Once a crew finishes running, you can access the output of a specific task by using the output attribute of the task object:

# ...
task1 = Task(
    description='Find and summarize the latest AI news',
    expected_output='A bullet list summary of the top 5 most important AI news',
    agent=research_agent,
    tools=[search_tool]
)

#...

crew = Crew(
    agents=[research_agent],
    tasks=[task1, task2, task3],
    verbose=2
)

result = crew.kickoff()

# Returns a TaskOutput object with the description and results of the task
print(f"""
    Task completed!
    Task: {task1.output.description}
    Output: {task1.output.raw_output}
""")

Tool Override Mechanism

Specifying tools in a task allows for dynamic adaptation of agent capabilities, emphasizing CrewAI's flexibility.

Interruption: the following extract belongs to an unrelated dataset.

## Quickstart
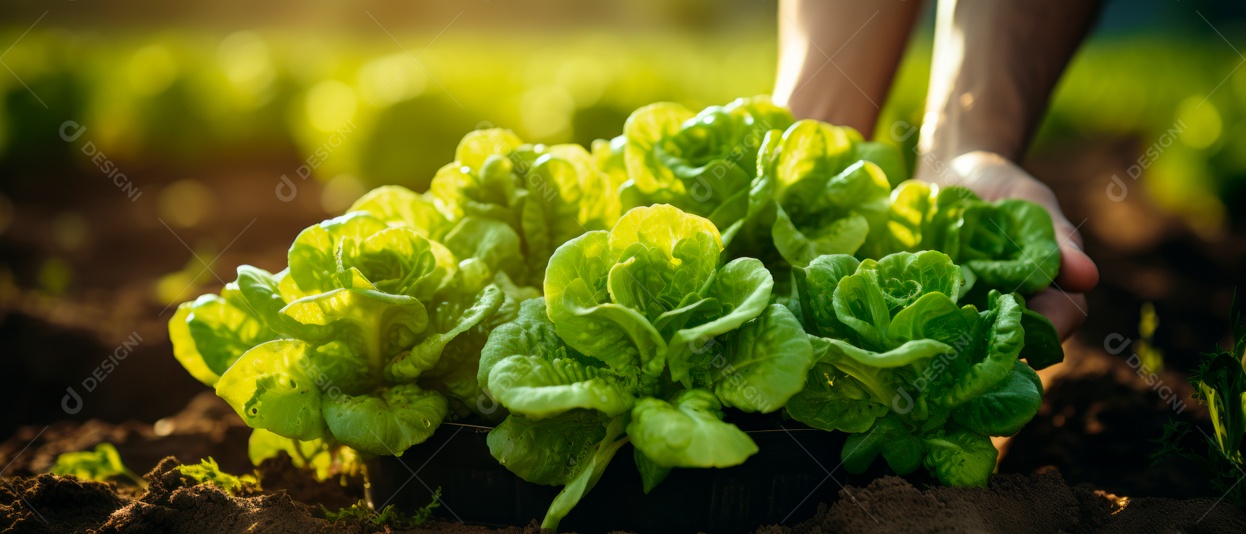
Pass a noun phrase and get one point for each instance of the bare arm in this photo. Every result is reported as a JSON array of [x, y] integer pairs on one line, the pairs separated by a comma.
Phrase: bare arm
[[992, 74], [836, 57]]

Error Handling and Validation Mechanisms

While creating and executing tasks, certain validation mechanisms are in place to ensure the robustness and reliability of task attributes. These include but are not limited to:

  • Ensuring only one output type is set per task to maintain clear output expectations.
  • Preventing the manual assignment of the id attribute to uphold the integrity of the unique identifier system.

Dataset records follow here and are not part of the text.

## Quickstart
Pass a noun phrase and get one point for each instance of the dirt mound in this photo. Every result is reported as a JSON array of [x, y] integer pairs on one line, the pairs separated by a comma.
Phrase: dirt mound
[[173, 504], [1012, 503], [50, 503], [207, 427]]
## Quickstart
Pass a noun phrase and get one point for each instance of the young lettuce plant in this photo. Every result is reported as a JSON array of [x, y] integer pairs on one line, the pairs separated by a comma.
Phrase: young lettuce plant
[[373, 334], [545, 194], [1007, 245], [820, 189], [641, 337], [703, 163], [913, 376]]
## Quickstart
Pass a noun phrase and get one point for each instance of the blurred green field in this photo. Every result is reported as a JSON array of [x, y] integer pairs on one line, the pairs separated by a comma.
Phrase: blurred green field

These validations help in maintaining the consistency and reliability of task executions within the crewAI framework.

Creating Directories when Saving Files

You can now specify if a task should create directories when saving its output to a file. This is particularly useful for organizing outputs and ensuring that file paths are correctly structured.

# ...

save_output_task = Task(
    description='Save the summarized AI news to a file',
    expected_output='File saved successfully',
    agent=research_agent,
    tools=[file_save_tool],
    output_file='outputs/ai_news_summary.txt',
    create_directory=True
)

#...

Conclusion

Tasks are the driving force behind the actions of agents in crewAI. By properly defining tasks and their outcomes, you set the stage for your AI agents to work effectively, either independently or as a collaborative unit. Equipping tasks with appropriate tools, understanding the execution process, and following robust validation practices are crucial for maximizing CrewAI's potential, ensuring agents are effectively prepared for their assignments and that tasks are executed as intended.